Guidelines for helping a child sleep alone
- Give the signal that it is time to go to sleep. To create a habit, there needs to be a routine and repetitive signal that shows us that the routine has started. To do this, you should take into account the child's age. If your child is three years old and you tell him it's ten o'clock, he won't understand it the same way as if a song – rather relaxing, like a lullaby – was playing at that time. However, if your child is nine years old, you can tell him that 10 pm is the deadline for going to bed.
- Before the signal, children should do relaxing activities and calmIf you are playing a violent, flashing video game with your child ten minutes before bed, you will have excited his neurons for several hours. So don't think it's strange if he doesn't sleep that night. Likewise, you should not give him soft drinks containing caffeine.
- Establish a routine. We set the signal, we accompany the child to bed and we can stay for a while reading a story or a book or simply talking. But we must set a time limit because if we stay longer, we run the risk of becoming a new signal ourselves, which will end up becoming a habit and then a routine. With older children who can get out of bed as soon as you have left the room, you will have to be very patient and take them back to their bed, calm them down and return, together with your partner, to the place in the house where you were. Although the child may be a little anxious at first, he will eventually understand.
- Strengthen the routine. The first time you get your child to wake up in his bed, you should congratulate him appropriately: clapping, hugs, kisses, tickling, congratulations and praise. He should feel comforted and supported so that the new routine can be definitively established.
- Reiterate and preserve. The habit must be maintained consistently, every night, in order to create a routine. After a few days, the child will have become accustomed to it and will end up internalizing the fact that he must sleep in his bed alone.
- What you should not do. Take your child to bed if he or she doesn't sleep on a day. Once the routine is complete, turn off the light or, in the case of children with fears, leave a dim light on. If it's a younger child who starts crying because he or she «saw a monster,» go into the room and reassure him or her there, but without taking him or her out of bed. If we do the opposite, creating a habit or establishing a routine will not have helped us at all and we will have to start all over again.
Decalogue for good sleep hygiene for children
- Sleep is a habit that requires learning and respecting a schedule and favorable conditions of temperature, silence and light.
- From the fourth or fifth month, the baby should sleep in his own room.
- From an early age, it is important to teach children to sleep alone, not on the sofa or in their parents' bed, even if they are later moved to their own. You can help them by reading them a story and leaving a dim light on.
- It is not advisable to put your child to bed until he or she falls asleep, as this will reduce the development of his or her autonomy. On weekends, you can allow him or her to spend a short time in the morning in his or her parents' bed.

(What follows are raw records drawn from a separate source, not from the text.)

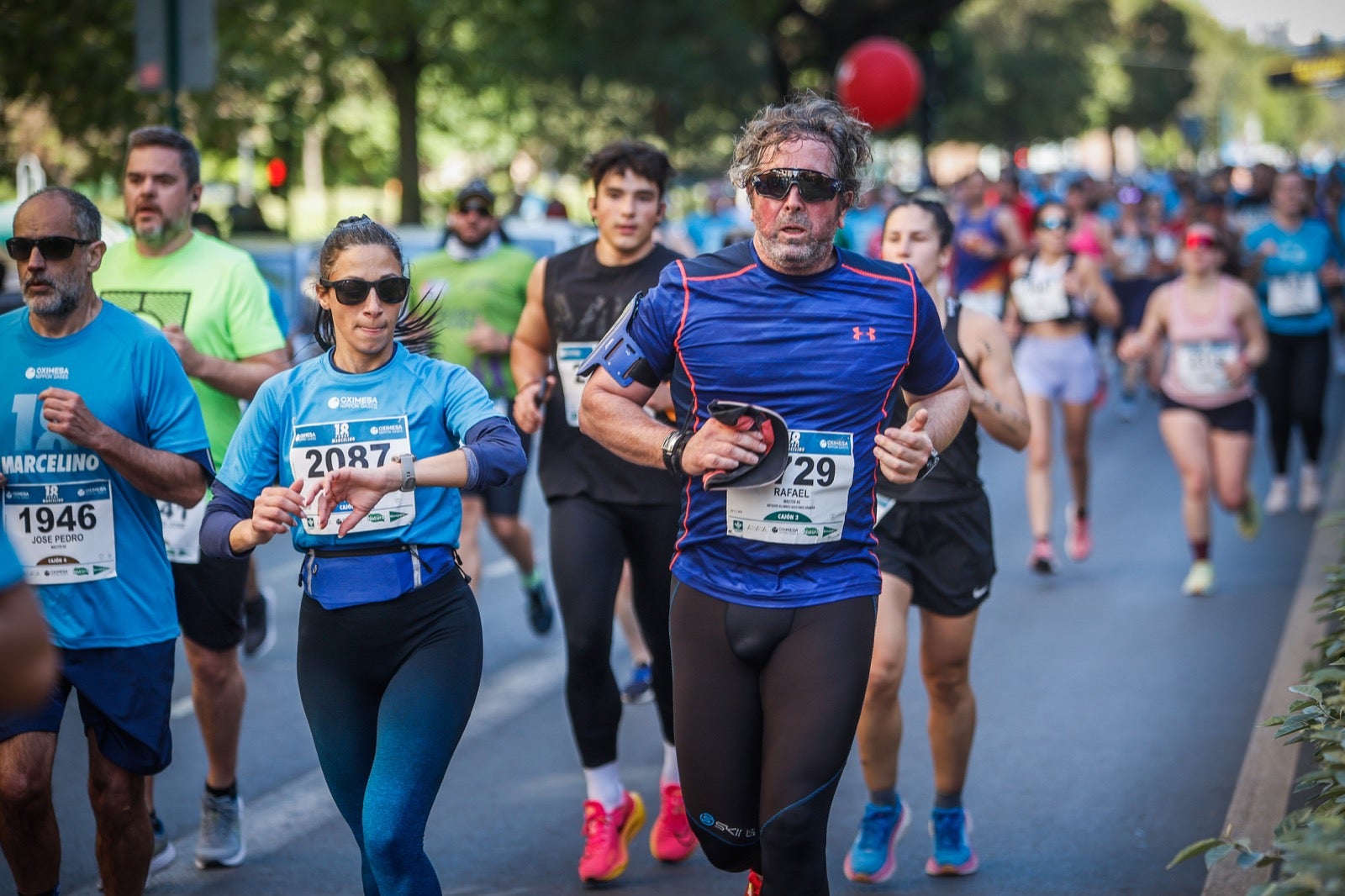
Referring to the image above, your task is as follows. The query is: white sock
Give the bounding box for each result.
[583,762,625,813]
[659,740,682,784]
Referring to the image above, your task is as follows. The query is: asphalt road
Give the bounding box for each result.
[0,366,1345,896]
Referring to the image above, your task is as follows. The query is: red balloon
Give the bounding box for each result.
[836,38,924,130]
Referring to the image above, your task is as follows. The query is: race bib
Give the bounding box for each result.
[1266,273,1322,318]
[556,342,597,426]
[1010,277,1069,323]
[289,417,415,535]
[157,499,210,564]
[725,430,854,545]
[957,289,1005,320]
[1173,340,1237,396]
[4,479,117,585]
[1115,237,1148,278]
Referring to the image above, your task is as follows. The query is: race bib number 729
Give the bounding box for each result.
[725,430,854,545]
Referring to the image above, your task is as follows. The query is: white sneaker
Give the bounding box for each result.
[1263,477,1289,515]
[1298,464,1322,514]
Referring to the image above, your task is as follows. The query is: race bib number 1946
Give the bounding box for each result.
[4,479,117,585]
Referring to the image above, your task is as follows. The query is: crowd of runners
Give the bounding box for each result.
[0,94,1345,896]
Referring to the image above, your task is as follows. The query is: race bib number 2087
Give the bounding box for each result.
[289,417,415,535]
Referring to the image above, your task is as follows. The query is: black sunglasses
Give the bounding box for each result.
[749,168,845,202]
[318,277,412,305]
[4,237,92,261]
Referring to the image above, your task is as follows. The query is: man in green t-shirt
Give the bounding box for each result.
[412,180,554,635]
[94,126,289,872]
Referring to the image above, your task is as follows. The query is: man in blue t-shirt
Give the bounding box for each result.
[580,94,968,896]
[0,187,214,893]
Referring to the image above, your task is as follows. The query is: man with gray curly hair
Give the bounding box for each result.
[580,92,967,896]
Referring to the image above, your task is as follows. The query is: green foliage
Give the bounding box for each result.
[939,0,1114,145]
[1168,514,1345,896]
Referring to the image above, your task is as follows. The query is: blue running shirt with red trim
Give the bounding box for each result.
[219,343,503,551]
[0,303,210,650]
[630,241,957,607]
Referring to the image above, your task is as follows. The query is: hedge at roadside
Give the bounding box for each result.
[1168,514,1345,896]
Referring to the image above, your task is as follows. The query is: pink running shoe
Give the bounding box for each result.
[650,784,695,862]
[580,791,644,884]
[1065,504,1092,562]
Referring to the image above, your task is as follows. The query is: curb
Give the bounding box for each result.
[1200,439,1345,896]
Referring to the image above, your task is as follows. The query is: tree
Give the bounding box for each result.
[940,0,1114,145]
[1108,0,1195,130]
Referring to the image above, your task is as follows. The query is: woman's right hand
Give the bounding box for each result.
[247,479,304,545]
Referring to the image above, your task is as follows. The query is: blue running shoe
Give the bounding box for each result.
[845,798,910,884]
[926,807,980,878]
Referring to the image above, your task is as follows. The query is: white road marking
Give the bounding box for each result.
[70,638,565,896]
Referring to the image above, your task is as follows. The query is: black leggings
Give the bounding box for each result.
[298,571,482,896]
[1256,331,1332,477]
[671,580,877,896]
[551,497,678,768]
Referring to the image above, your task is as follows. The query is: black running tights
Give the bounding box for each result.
[1256,331,1332,477]
[671,580,876,896]
[551,497,678,768]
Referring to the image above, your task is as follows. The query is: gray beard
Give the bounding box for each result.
[23,292,79,320]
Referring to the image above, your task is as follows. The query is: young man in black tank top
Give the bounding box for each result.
[509,141,695,883]
[845,199,1029,884]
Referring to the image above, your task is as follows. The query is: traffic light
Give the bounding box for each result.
[266,159,289,197]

- It is important to maintain a bedtime routine and teach your child that he or she needs to go to sleep because we all need to rest.
- If your child wakes up scared in the middle of the night, you need to reassure him and pamper him a little, but be firm in letting him continue sleeping alone.
- It is not advisable to allow your child to go to bed with his/her parents, grandparents, siblings, etc. at midnight.
- It is best not to turn on the television and gently help him go back to sleep.
- Children should not be rewarded for sleeping well, but rather taught that this is normal. It is advisable to reduce the excessive rewards that children are now accustomed to when they do their duty.
- Father and mother must share the same criteria and authority when it comes to bedtime and respect the rules of sleep.